Text and Photographs by Bill Gubbins
While never a “photographer” in any conventional sense, I have furiously shot aspirational fine-art photos during sporadic periods lasting anywhere from six months to two years, and then just as furiously put the camera back to bed for as long as fifteen years. The most recent photo flurry began last August and has yielded the majority of the work shown here.
My ground zero has always been this: No matter what the subject matter, or how taken or viewed, every photograph is its own miracle; a fragment of the world, captured in a sliver of time. And though we obviously take photos for granted, the notion that one might be able to stop time and then freeze a small portion of it for future examination seemed not just impossible but actually unthinkable before photography’s invention almost 200 years ago. Looking at photographs has always been a critically important leisure-time activity for me. I get my kicks through my eyes.
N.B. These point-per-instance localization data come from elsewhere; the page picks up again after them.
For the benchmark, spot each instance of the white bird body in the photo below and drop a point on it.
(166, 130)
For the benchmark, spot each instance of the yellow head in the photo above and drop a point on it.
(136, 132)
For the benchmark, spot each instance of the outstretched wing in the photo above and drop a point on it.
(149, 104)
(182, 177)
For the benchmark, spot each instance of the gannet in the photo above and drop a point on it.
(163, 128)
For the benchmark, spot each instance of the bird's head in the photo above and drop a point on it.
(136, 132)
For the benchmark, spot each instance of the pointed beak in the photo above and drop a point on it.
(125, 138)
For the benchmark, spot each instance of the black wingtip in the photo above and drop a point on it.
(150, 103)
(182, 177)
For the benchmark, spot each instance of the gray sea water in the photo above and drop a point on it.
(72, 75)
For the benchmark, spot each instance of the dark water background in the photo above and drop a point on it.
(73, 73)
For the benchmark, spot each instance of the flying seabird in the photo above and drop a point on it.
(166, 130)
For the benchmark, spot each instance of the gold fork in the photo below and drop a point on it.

The photos of Garry Winogrand and Lee Friedlander are clear inspirations and, in their honor, I’d like to offer three points of contextualization as you look at the following work. First, these photos aren’t of something, they’re about something. Second, each photo has a narrative flow that can be “read” like a prose piece or “watched” like a play. And third, I believe any photograph tells you far more about the photographer behind the camera than it does the subject in front of it. If someone’s “soul” is captured in a photo, it’s the photographer’s, not the subject’s.
Now add that all together and you get something akin to narrative photography.
Of course, this is quite old-school in painting, where “narrative painting” has existed forever. There was even a specialized form of it back in the 1400s called “istoria” (also “historia”) whose guiding principles were paintings “crammed” with “skillfully modulated details” and “high-minded religious, mythological, and historical messages.” And, since none other than Caravaggio was a practicing istoriaist, we’re all in pretty good company.
So these photos had better be pretty good, because if they aren’t . . . the Caravaggio comparison will be mighty embarrassing.